15) Insufficient or inaccurate documentation
may result in a determination that the MDS item submitted was not
validated.
16) Documentation shall
support that the services delivered were medically necessary.
17) Documentation shall support an
individualized care plan was developed based on the MDS and other assessments
and addressed the resident's strengths and needs. In addition, documentation,
observation and/or interview shall support services were delivered as
identified by the care plan.
18)
Clinical documentation that contributes to identification and communication of
a resident's problems, needs and strengths that monitors his or her condition
on an ongoing basis and that records treatments and response to treatment is a
matter of clinical practice and is an expectation of trained and licensed
health care professional.
19) When
there is a significant change in status assessment done, documentation shall
include the identification of the significant change in status in the clinical
record.
d) Disease
Diagnosis Requirements
1) The disease
condition shall require a physician-documented diagnosis in the clinical record
during the 60 days prior to and including the ARD.
2) The diagnosis shall be determined to be
active as defined in the RAI Manual during the 7-day look-back period.
Conditions that have been resolved or no longer affect the resident's current
functioning or care plan during the 7-day look-back period shall not be
included.
3) Documentation shall
support that the active diagnoses have a direct relationship to the resident's
current functional status, cognitive status, mood or behavior, medical
treatments, nursing monitoring, or risk of death during the look-back
period.
4) There shall be specific
documentation in the record by a physician stating the disease is active.

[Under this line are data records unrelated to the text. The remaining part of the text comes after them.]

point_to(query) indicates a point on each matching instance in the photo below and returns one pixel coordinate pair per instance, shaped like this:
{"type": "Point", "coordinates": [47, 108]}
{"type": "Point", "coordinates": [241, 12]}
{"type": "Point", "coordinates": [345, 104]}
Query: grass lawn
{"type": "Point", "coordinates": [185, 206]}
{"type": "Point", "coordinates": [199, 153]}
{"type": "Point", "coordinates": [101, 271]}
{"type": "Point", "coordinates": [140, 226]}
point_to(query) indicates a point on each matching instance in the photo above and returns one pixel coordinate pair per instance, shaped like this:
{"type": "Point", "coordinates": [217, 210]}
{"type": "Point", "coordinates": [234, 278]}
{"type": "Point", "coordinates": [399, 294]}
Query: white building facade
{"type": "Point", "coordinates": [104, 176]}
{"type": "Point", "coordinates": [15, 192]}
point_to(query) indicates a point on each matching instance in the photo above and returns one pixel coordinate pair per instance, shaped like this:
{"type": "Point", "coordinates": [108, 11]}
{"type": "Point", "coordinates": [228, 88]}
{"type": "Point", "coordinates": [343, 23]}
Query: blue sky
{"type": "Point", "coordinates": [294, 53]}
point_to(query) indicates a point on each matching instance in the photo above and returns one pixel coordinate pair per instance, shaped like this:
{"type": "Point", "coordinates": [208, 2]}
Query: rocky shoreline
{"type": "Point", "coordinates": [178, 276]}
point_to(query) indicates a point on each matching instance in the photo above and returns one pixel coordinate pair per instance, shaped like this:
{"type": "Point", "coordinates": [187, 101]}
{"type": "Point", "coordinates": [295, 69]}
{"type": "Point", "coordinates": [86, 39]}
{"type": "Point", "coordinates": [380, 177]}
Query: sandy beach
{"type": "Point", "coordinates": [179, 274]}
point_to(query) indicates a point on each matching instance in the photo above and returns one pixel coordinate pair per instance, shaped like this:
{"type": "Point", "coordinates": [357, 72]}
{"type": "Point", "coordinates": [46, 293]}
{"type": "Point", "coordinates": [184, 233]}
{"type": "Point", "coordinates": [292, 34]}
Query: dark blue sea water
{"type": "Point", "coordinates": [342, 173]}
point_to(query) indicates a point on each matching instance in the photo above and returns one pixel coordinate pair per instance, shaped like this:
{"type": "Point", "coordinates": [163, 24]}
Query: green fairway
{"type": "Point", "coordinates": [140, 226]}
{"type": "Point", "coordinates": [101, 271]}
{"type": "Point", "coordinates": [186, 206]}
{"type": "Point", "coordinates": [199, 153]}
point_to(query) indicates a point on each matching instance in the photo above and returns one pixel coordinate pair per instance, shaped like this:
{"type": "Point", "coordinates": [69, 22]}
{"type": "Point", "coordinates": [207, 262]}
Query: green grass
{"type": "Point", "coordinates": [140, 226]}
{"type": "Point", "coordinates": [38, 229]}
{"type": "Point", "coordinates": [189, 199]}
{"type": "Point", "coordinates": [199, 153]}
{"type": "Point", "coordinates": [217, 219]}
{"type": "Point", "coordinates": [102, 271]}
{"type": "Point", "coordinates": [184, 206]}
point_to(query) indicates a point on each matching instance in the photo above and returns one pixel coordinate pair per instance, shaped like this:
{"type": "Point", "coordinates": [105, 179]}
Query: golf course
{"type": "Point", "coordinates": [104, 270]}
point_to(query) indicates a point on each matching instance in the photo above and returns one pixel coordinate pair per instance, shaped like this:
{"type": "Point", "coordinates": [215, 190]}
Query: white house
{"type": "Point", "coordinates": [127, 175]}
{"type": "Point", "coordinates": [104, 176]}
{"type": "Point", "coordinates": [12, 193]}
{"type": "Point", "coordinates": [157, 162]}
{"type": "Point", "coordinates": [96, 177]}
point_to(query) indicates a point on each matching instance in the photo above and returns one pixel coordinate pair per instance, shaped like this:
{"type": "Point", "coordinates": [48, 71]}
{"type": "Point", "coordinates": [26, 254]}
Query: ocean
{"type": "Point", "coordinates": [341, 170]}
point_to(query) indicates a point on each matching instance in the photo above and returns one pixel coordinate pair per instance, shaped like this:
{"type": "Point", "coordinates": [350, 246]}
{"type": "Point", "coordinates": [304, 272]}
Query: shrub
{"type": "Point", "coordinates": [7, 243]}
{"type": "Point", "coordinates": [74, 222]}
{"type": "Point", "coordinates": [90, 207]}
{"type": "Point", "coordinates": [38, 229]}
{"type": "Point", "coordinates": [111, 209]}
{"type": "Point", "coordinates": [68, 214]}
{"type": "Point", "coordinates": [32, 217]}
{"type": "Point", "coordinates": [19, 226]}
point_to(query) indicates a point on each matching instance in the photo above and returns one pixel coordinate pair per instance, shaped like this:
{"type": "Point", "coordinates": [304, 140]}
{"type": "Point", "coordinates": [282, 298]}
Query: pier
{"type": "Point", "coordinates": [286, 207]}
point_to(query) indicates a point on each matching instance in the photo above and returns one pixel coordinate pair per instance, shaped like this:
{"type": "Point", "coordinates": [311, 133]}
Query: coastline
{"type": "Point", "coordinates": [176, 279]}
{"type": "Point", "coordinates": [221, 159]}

Including a disease/diagnosis on the resident's clinical record problem list is
not sufficient for determining active or inactive status. In the absence of
specific documentation that a disease is active, the following indicators may
be used to confirm active disease.
A) Recent
onset or acute exacerbation of the disease or condition indicated by a positive
study, test or procedure, hospitalization for acute symptoms and/or recent
change in therapy during the 7-day look-back period.

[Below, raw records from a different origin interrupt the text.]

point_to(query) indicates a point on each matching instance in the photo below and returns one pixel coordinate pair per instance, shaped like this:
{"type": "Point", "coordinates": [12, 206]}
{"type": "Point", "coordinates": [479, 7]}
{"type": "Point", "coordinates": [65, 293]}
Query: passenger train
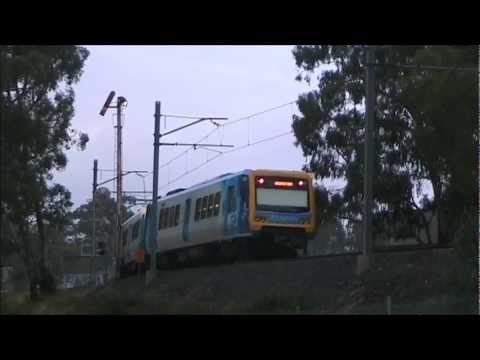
{"type": "Point", "coordinates": [248, 214]}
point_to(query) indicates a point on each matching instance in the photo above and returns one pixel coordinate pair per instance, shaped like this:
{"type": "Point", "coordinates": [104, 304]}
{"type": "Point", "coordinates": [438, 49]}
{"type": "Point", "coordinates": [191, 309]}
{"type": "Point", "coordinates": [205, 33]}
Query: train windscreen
{"type": "Point", "coordinates": [280, 194]}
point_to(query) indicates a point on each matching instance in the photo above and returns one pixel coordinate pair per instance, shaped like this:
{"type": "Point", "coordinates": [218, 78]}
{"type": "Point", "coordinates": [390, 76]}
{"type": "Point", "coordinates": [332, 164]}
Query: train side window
{"type": "Point", "coordinates": [197, 208]}
{"type": "Point", "coordinates": [204, 207]}
{"type": "Point", "coordinates": [171, 218]}
{"type": "Point", "coordinates": [231, 199]}
{"type": "Point", "coordinates": [165, 218]}
{"type": "Point", "coordinates": [124, 237]}
{"type": "Point", "coordinates": [135, 230]}
{"type": "Point", "coordinates": [216, 204]}
{"type": "Point", "coordinates": [210, 205]}
{"type": "Point", "coordinates": [160, 220]}
{"type": "Point", "coordinates": [177, 215]}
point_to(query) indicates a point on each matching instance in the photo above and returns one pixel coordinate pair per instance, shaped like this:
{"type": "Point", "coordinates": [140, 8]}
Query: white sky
{"type": "Point", "coordinates": [218, 81]}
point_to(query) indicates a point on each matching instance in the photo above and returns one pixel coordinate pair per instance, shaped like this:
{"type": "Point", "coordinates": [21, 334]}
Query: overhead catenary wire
{"type": "Point", "coordinates": [223, 153]}
{"type": "Point", "coordinates": [222, 126]}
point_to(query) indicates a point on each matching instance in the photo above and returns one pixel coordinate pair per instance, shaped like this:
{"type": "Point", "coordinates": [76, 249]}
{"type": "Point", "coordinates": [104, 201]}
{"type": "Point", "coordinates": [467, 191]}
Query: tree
{"type": "Point", "coordinates": [417, 114]}
{"type": "Point", "coordinates": [36, 106]}
{"type": "Point", "coordinates": [105, 215]}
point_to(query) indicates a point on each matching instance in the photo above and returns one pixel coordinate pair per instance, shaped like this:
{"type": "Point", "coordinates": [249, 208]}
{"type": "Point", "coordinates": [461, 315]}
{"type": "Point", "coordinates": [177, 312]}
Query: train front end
{"type": "Point", "coordinates": [282, 206]}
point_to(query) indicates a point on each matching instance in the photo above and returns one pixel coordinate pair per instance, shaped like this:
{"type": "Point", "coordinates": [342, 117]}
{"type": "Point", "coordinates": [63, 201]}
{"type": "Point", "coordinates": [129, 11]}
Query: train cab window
{"type": "Point", "coordinates": [177, 215]}
{"type": "Point", "coordinates": [203, 214]}
{"type": "Point", "coordinates": [231, 201]}
{"type": "Point", "coordinates": [216, 204]}
{"type": "Point", "coordinates": [197, 209]}
{"type": "Point", "coordinates": [136, 230]}
{"type": "Point", "coordinates": [210, 205]}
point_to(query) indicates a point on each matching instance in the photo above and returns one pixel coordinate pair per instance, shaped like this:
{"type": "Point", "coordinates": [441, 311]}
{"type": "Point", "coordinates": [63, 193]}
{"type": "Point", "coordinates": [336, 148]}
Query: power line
{"type": "Point", "coordinates": [223, 125]}
{"type": "Point", "coordinates": [428, 67]}
{"type": "Point", "coordinates": [259, 142]}
{"type": "Point", "coordinates": [220, 154]}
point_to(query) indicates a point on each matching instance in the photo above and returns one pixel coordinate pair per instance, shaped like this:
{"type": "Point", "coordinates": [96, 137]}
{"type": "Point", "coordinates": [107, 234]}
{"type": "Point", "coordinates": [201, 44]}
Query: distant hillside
{"type": "Point", "coordinates": [417, 283]}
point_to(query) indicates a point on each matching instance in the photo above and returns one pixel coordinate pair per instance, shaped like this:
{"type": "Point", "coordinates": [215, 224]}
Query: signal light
{"type": "Point", "coordinates": [107, 103]}
{"type": "Point", "coordinates": [283, 183]}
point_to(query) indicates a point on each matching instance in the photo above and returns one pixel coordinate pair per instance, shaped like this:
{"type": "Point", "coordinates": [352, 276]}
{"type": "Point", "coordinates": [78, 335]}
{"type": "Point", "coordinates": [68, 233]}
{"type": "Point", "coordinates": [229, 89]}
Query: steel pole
{"type": "Point", "coordinates": [154, 233]}
{"type": "Point", "coordinates": [119, 188]}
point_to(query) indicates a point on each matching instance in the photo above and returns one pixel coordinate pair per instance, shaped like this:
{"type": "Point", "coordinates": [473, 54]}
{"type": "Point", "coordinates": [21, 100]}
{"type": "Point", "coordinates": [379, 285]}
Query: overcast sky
{"type": "Point", "coordinates": [218, 81]}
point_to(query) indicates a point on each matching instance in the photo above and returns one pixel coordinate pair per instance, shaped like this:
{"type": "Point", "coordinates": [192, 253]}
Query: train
{"type": "Point", "coordinates": [249, 214]}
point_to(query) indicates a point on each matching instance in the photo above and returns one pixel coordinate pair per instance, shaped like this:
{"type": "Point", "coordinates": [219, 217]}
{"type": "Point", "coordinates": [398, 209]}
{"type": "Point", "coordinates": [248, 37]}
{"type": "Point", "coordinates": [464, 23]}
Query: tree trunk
{"type": "Point", "coordinates": [29, 261]}
{"type": "Point", "coordinates": [47, 283]}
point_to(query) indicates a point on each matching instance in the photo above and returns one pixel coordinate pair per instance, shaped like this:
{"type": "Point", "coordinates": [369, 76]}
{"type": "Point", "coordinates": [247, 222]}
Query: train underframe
{"type": "Point", "coordinates": [270, 243]}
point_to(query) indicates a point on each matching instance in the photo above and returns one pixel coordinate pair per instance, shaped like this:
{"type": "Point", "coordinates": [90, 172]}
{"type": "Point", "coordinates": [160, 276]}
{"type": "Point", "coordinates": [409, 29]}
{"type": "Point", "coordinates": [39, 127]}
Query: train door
{"type": "Point", "coordinates": [186, 220]}
{"type": "Point", "coordinates": [230, 214]}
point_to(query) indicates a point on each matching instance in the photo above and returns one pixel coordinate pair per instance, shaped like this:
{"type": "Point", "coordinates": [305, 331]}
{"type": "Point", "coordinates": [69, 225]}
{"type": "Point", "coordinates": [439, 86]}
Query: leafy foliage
{"type": "Point", "coordinates": [36, 106]}
{"type": "Point", "coordinates": [420, 115]}
{"type": "Point", "coordinates": [105, 214]}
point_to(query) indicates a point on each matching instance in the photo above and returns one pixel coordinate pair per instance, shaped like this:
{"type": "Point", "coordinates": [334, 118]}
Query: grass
{"type": "Point", "coordinates": [278, 301]}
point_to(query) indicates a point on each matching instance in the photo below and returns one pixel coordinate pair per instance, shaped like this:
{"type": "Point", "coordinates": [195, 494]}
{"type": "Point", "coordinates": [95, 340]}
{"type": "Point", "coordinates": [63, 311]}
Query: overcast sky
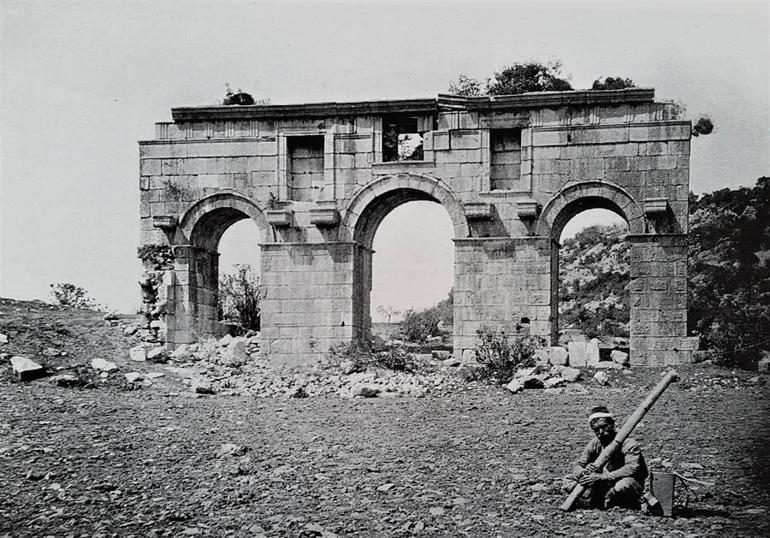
{"type": "Point", "coordinates": [83, 81]}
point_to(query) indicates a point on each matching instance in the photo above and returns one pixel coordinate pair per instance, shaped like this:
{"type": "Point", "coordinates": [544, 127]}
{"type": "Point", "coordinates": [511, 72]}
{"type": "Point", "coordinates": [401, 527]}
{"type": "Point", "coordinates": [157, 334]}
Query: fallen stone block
{"type": "Point", "coordinates": [570, 375]}
{"type": "Point", "coordinates": [515, 386]}
{"type": "Point", "coordinates": [619, 357]}
{"type": "Point", "coordinates": [365, 390]}
{"type": "Point", "coordinates": [541, 357]}
{"type": "Point", "coordinates": [558, 356]}
{"type": "Point", "coordinates": [130, 330]}
{"type": "Point", "coordinates": [133, 377]}
{"type": "Point", "coordinates": [607, 365]}
{"type": "Point", "coordinates": [181, 352]}
{"type": "Point", "coordinates": [592, 352]}
{"type": "Point", "coordinates": [26, 369]}
{"type": "Point", "coordinates": [231, 449]}
{"type": "Point", "coordinates": [200, 385]}
{"type": "Point", "coordinates": [602, 378]}
{"type": "Point", "coordinates": [103, 365]}
{"type": "Point", "coordinates": [66, 381]}
{"type": "Point", "coordinates": [577, 353]}
{"type": "Point", "coordinates": [532, 382]}
{"type": "Point", "coordinates": [236, 352]}
{"type": "Point", "coordinates": [138, 354]}
{"type": "Point", "coordinates": [553, 382]}
{"type": "Point", "coordinates": [157, 354]}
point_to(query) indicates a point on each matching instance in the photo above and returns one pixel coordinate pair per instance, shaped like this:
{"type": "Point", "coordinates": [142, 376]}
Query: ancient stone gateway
{"type": "Point", "coordinates": [317, 179]}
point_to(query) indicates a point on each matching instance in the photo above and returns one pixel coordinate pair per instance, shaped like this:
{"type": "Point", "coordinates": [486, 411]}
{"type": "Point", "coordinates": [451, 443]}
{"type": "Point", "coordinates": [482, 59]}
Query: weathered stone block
{"type": "Point", "coordinates": [577, 353]}
{"type": "Point", "coordinates": [26, 369]}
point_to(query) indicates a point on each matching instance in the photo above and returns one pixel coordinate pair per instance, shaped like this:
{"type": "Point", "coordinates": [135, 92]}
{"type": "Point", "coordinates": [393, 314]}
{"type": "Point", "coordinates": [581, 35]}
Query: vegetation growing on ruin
{"type": "Point", "coordinates": [418, 326]}
{"type": "Point", "coordinates": [239, 298]}
{"type": "Point", "coordinates": [612, 83]}
{"type": "Point", "coordinates": [500, 355]}
{"type": "Point", "coordinates": [593, 282]}
{"type": "Point", "coordinates": [158, 257]}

B) Symptoms and abnormal signs indicating
ongoing or decompensating disease in the last 7-day look-back period.
C) Ongoing therapy with medication or other
interventions to mange a condition that requires monitoring for therapeutic
efficacy or to monitor potentially severe side effects in the 7-day look-back
period. A medication indicates active disease if that medication is prescribed
to manage an ongoing condition that requires monitoring or is prescribed to
decrease active symptoms associated with a condition.
D) When documentation of conditions that are
generally short term in nature (i.e., fever, septicemia, pneumonia, etc.) are
noted over a long period of time by the facility staff, the physician may be
interviewed to determine accuracy of the diagnosis. In addition, when questions
regarding the validity of the diagnosis are found during review of the
documentation the physician may be interviewed.